Lambchop Shares “Police Dog Blues,” Announces New Album

Kurt Wagner has announced a new Lambchop record called The Bible (Merge Records), out September 30, 2022. Pre-order the album on CD or 2-LP with etching (available on both limited-edition yellow & black marble Peak Vinyl or standard black) in the Merge store and participating independent record stores. In addition, Grimey’s in Nashville and Electric Fetus in Minneapolis will have an exclusive vinyl pressing on “smog” (gray & white marble).

The Bible’s first single, the six-minute bible-thumping funk exploration “Police Dog Blues,” arrives today with a music video generated on the Unreal 3D graphics engine and directed by Isaac Gale. 

Isaac Gale on the video:

White privilege and apathy in the face of disastrous reality. I don’t think it’s stretching it to compare the police in Minneapolis—where myself and the producers of the record, Ryan Olson and Andrew Broder, all live—to a human-made catastrophic disaster. 

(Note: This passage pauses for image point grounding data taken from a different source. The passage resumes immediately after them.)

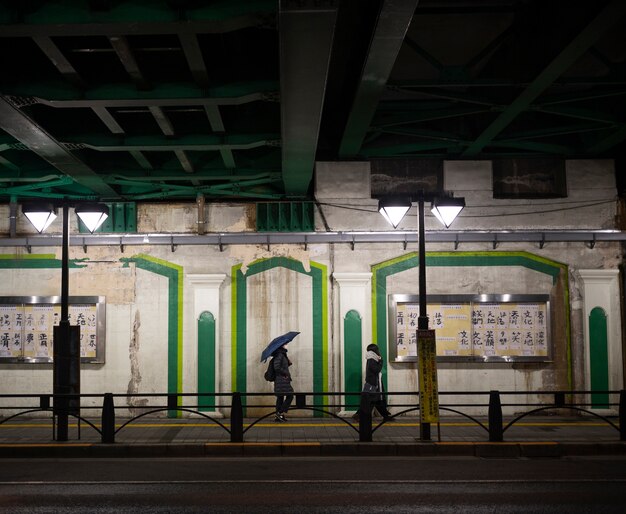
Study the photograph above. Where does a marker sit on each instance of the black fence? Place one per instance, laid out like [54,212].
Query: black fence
[490,403]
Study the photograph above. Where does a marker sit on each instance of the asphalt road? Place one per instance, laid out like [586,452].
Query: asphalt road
[573,485]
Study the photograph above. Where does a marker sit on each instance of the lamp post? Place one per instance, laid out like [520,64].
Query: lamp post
[446,209]
[66,338]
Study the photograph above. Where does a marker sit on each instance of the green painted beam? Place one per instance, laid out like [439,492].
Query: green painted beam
[423,133]
[21,127]
[409,117]
[131,18]
[306,34]
[610,15]
[391,27]
[608,142]
[411,148]
[578,113]
[533,146]
[163,94]
[551,132]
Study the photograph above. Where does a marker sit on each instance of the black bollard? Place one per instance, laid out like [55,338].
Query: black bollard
[622,415]
[495,418]
[365,419]
[236,419]
[108,419]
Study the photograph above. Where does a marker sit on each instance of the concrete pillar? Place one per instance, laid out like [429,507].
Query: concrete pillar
[206,297]
[354,295]
[601,289]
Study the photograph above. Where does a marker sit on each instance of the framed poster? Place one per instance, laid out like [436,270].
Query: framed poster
[479,328]
[26,326]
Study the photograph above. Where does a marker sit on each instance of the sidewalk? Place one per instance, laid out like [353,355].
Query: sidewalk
[160,437]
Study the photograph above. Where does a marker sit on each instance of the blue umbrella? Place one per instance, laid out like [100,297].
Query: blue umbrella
[277,343]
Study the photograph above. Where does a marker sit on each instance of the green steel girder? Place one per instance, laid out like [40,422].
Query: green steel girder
[391,27]
[61,94]
[533,146]
[306,31]
[584,96]
[550,132]
[25,130]
[423,134]
[578,113]
[166,144]
[430,59]
[129,18]
[608,141]
[444,94]
[612,13]
[258,178]
[38,186]
[408,117]
[404,150]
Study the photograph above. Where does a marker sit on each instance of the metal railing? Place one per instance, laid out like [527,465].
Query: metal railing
[365,428]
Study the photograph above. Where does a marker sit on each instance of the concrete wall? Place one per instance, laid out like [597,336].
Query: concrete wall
[288,287]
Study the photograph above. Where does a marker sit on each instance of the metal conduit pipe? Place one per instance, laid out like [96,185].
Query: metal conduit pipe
[542,238]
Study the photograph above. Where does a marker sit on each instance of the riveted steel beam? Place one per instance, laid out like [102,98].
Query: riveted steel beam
[610,15]
[306,31]
[391,27]
[309,238]
[21,127]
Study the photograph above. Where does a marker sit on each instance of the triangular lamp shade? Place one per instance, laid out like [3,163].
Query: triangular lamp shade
[40,215]
[394,210]
[92,215]
[447,209]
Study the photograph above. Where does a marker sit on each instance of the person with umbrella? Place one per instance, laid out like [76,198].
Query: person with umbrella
[282,381]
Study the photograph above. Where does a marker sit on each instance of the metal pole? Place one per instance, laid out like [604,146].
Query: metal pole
[422,320]
[64,329]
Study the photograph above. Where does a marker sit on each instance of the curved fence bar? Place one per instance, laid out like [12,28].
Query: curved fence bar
[172,403]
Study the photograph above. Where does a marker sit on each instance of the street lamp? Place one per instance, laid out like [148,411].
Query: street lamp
[445,208]
[66,339]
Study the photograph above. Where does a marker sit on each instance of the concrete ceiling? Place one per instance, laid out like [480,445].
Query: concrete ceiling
[168,100]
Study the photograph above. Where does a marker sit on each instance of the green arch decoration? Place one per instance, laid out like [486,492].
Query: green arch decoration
[352,357]
[174,274]
[382,270]
[36,261]
[598,357]
[206,359]
[318,274]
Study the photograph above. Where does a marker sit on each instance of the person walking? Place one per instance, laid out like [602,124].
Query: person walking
[374,383]
[282,383]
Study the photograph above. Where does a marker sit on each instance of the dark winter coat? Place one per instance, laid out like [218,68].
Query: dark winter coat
[372,370]
[282,382]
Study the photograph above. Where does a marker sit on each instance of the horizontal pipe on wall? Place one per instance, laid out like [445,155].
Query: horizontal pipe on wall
[589,237]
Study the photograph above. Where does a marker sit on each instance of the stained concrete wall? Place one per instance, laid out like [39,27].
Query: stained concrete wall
[138,300]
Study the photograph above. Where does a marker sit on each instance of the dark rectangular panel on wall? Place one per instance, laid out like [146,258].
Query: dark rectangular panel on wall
[285,217]
[529,178]
[405,176]
[474,328]
[122,219]
[27,324]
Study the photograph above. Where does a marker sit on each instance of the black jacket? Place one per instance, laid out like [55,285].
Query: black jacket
[372,369]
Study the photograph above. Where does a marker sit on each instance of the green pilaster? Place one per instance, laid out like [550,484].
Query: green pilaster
[239,350]
[352,357]
[174,274]
[206,359]
[598,357]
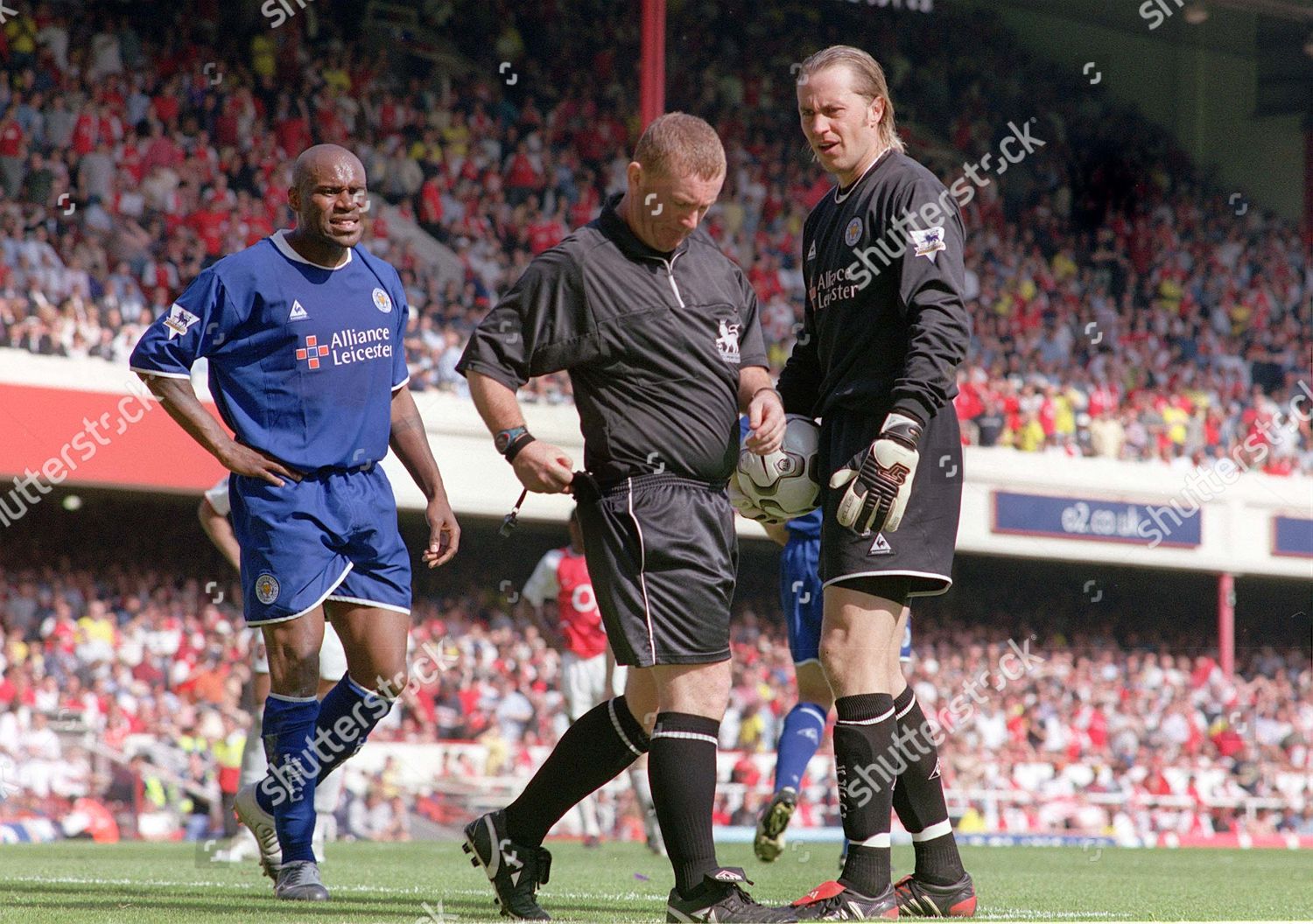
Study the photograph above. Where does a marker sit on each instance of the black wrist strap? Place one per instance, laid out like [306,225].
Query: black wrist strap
[516,445]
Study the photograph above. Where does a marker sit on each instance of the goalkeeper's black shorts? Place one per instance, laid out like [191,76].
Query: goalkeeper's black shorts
[921,551]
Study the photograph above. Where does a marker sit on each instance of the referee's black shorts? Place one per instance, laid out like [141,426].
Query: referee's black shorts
[921,551]
[662,556]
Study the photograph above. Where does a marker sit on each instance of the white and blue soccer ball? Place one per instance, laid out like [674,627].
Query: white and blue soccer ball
[785,483]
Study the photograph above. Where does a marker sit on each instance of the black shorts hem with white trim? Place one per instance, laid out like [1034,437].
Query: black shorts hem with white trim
[923,546]
[662,558]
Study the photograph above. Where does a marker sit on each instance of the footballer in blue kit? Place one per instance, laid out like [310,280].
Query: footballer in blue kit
[304,333]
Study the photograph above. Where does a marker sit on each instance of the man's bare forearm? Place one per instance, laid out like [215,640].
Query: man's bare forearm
[495,403]
[180,401]
[410,441]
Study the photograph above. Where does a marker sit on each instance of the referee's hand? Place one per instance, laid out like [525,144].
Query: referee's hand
[544,469]
[766,423]
[251,462]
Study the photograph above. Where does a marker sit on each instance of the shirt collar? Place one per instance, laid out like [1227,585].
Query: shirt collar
[288,251]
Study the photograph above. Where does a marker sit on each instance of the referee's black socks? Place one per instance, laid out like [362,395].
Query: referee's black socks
[591,753]
[861,737]
[919,795]
[682,769]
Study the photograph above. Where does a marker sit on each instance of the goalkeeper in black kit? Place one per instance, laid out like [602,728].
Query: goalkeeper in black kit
[884,332]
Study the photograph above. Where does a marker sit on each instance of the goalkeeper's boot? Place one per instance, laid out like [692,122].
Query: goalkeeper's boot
[769,843]
[721,898]
[298,881]
[923,900]
[260,823]
[834,902]
[515,871]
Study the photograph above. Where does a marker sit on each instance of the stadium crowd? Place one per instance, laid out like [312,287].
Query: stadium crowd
[1120,307]
[123,685]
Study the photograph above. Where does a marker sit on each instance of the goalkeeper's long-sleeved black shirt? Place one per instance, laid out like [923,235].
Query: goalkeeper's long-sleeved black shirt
[884,326]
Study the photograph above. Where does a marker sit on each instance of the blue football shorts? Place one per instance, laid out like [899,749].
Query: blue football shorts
[331,536]
[801,600]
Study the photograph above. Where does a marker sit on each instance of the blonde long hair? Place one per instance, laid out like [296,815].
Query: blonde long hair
[868,80]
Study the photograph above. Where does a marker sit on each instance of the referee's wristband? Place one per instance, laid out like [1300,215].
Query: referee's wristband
[516,445]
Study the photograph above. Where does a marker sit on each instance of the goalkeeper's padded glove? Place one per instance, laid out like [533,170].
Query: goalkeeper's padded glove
[879,480]
[743,504]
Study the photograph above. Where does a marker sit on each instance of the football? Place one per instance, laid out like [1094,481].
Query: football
[787,482]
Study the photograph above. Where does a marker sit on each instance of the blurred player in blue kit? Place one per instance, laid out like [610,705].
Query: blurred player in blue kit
[304,338]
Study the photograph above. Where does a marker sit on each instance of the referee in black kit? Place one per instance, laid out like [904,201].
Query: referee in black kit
[658,331]
[885,330]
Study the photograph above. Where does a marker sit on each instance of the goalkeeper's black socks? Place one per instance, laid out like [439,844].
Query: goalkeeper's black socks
[861,748]
[919,797]
[593,752]
[682,771]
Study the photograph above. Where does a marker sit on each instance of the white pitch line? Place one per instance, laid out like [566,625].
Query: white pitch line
[262,886]
[994,914]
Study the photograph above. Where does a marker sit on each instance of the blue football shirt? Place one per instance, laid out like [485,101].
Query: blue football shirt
[304,359]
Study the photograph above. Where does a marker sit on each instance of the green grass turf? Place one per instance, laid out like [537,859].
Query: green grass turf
[175,884]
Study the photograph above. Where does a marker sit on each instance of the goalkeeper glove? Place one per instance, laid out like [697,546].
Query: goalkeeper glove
[743,504]
[879,480]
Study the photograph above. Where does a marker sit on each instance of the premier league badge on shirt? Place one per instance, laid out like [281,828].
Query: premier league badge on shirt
[929,242]
[853,233]
[179,320]
[727,341]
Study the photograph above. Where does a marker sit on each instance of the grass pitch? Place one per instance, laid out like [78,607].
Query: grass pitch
[425,884]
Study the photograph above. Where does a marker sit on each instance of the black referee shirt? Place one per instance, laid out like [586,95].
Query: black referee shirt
[884,323]
[653,343]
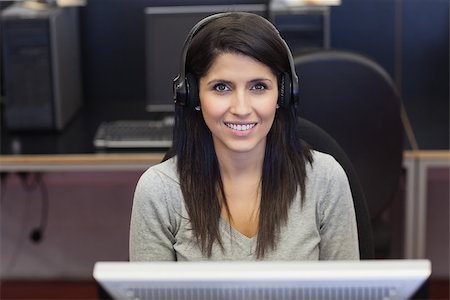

We took the police dog from the song title literally and imagined a city, post-cop-apocalypse, overrun by German Shepherds just kinda doing their thing. The process of directing this video for me was similar to watching a friend playing video games and chiming in with ideas that might help get them where they need to go. We needed to produce this in virtual reality as opposed to live-action to achieve the most grotesque imagery possible from these ideas. Using 3D models and software made it possible to visualize the cold, horrible, detached-from-reality feeling that we wanted from the empty city and suburbs. Joe Midthun used Unreal Engine and Visions of Chaos to set up events like dogs just hanging around or a tidal wave of police flowing into a suburb, and we’d hope for happy accidents from the AI. 

Kurt Wagner on the song:

During the unrest surrounding the horrific injustice in Minneapolis in 2020, I had been re-listening to a song by Blind Blake, “Police Dog Blues.” Of note, it was originally recorded in 1929, the year my father was born, and it seems John Peel played it on his show on Sept. 11, 1968. It was deceptively upbeat musically and not what I remembered at all. Then I remembered a police dog is a Shepherd.